Developing Python on Vertica
Vertica is a very powerful analytics database, and we can easily extend functionality now by building in Python functions. This is great and all, so here I’ll focus on setting up a development environment for building a simple UDx.
The documentation from Vertica is not super specific, so this may help!
For the local setup, we’ll be using https://github.com/jbfavre/docker-vertica/. I’m going to focus on the CentOS version, since it is most similar to Amazon’s RHEL images. To get started (on OSX, you need the Docker client first):
docker pull jbfavre/vertica:9.2.0-7_centos-7
Also take a second to get Python 3.5.1 here. Those are the two steps that require the most bandwidth!
Now, run that thing:
docker run -p 5433:5433 jbfavre/vertica:9.2.0-7_centos-7
Grab the name of the running container from docker ps
command, and set it to $DOCKER_NAME
, and copy in our Python source:
DOCKER_NAME=suspicious_chatelet
docker cp Downloads/Python-3.5.1.tgz $DOCKER_NAME:/home/dbadmin/
Phew! We’re done with the parts that are specific to a local setup. If you’re working on a server somewhere, copy up the Python-3.5.1.tgz
and put it at /home/dbadmin/Python-3.5.1.tgz
. For good measure (i.e., if you copied with the root user) make sure it's owned by dbadmin
:
chown dbadmin /home/dbadmin/Python-3.5.1.tgz
As root, install the dependencies you need for Python.
WARNING: these may not be everything that YOU need
(see alternative dependencies in an install like https://gist.github.com/Sunlighter/87bbd2cd80971c7c0d4763ec1b5ea548)
or rely on the `python3` that is available with the `yum` installer directly.
yum install openssl-devel bzip2-devel expat-devel gdbm-devel readline-devel sqlite-devel
Grab a coffee.
Switch to dbadmin
user and do:
cd /home/dbadmin/Python-3.5.1
./configure
make
make install
Probably another coffee for that one!
If you run the above as dbadmin
, which you should, skip the make install
line. Or only do that last line as root
.
Maybe still as root, though again this should be fine (and preferable) as dbadmin user in the /home/dbadmin
directory. If you used root for anything above other than make install
, you might need to keep root
user active. Here goes:
Python-3.5.1/python -m venv pyenv
pyenv/bin/pip install -U pip
pyenv/bin/pip install requirements.txt
If you’re within a firewall, you might need --index-url=[your company's artifactory]

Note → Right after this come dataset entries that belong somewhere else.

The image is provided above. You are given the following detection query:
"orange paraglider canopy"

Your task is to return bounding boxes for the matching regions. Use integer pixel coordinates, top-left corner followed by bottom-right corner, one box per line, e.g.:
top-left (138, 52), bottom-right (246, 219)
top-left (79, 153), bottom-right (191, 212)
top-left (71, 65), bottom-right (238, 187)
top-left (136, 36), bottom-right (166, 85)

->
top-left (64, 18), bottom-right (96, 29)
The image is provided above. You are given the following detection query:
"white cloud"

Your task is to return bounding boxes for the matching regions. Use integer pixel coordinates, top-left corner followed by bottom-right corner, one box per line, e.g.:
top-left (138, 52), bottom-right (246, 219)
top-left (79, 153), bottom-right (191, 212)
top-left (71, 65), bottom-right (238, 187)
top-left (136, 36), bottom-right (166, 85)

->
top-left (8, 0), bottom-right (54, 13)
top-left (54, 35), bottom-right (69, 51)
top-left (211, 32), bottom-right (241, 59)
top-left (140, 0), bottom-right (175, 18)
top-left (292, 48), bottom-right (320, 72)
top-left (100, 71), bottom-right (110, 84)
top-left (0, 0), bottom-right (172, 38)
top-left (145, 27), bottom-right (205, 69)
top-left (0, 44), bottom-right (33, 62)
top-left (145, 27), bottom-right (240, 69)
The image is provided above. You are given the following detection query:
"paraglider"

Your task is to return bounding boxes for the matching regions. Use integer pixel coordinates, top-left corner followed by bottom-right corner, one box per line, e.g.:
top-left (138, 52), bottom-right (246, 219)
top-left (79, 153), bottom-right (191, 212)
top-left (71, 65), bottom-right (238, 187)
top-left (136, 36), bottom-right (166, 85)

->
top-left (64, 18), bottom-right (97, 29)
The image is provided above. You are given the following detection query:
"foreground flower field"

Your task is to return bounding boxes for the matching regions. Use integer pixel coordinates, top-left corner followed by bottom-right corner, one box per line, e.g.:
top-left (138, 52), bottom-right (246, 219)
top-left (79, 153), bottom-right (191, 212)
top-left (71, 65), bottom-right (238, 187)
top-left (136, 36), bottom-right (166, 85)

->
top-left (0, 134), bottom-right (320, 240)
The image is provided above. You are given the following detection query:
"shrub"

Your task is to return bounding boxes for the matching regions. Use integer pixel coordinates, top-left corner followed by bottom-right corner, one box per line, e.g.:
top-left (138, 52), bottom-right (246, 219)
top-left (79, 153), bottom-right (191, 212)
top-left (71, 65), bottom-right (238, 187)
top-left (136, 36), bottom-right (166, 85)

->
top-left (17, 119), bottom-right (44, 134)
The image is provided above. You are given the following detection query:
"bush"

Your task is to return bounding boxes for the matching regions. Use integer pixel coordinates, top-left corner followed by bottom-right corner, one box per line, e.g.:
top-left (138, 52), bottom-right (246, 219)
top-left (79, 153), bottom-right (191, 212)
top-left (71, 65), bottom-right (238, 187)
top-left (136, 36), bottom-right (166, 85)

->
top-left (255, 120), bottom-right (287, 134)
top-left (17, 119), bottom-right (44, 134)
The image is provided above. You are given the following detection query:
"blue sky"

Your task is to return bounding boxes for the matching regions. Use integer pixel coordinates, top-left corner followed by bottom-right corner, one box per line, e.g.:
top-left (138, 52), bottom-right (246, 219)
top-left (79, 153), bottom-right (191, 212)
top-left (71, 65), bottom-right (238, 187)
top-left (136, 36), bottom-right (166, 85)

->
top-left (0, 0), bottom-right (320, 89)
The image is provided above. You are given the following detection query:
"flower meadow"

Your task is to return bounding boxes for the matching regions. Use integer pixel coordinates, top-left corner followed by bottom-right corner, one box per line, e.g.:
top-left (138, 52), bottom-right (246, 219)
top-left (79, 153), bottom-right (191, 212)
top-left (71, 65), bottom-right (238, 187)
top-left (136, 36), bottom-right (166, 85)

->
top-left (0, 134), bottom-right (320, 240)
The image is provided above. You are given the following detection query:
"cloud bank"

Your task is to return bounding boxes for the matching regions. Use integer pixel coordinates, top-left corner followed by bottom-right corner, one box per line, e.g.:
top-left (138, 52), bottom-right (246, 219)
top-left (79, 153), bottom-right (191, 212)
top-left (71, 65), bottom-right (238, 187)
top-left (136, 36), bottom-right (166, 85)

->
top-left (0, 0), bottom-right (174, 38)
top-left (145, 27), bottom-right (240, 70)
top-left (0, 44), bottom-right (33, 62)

for the pip install lines. What is the requirements.txt
line? All of the packages that your function needs, just like the requirements file from any python package.
Finally you should be able to execute the SQL needed to build your function! Put your code in myfunction.py
and then you can run vsql
as dbadmin, and do:
\set libfile '\''`pwd`'/myfunction.py\''
DROP LIBRARY mylib CASCADE;CREATE LIBRARY mylib AS :libfile DEPENDS '/home/dbadmin/pyenv/lib/python3.5/site-packages/' LANGUAGE 'Python';
CREATE FUNCTION myfunction AS NAME 'myfunction_factory' LIBRARY mylib;
If you run into permissions issues having done all of the Python stuff as root
, you can get the function to build by opening up the virtual environment permissions using these commands (as root
in /home/dbadmin
):
find pyenv -type f -exec chmod 666 {} \;
find . -type d -exec chmod 777 {} \;
Cheers! I could build the python3 and package that into a Docker based off the original, but that would be less fun for you.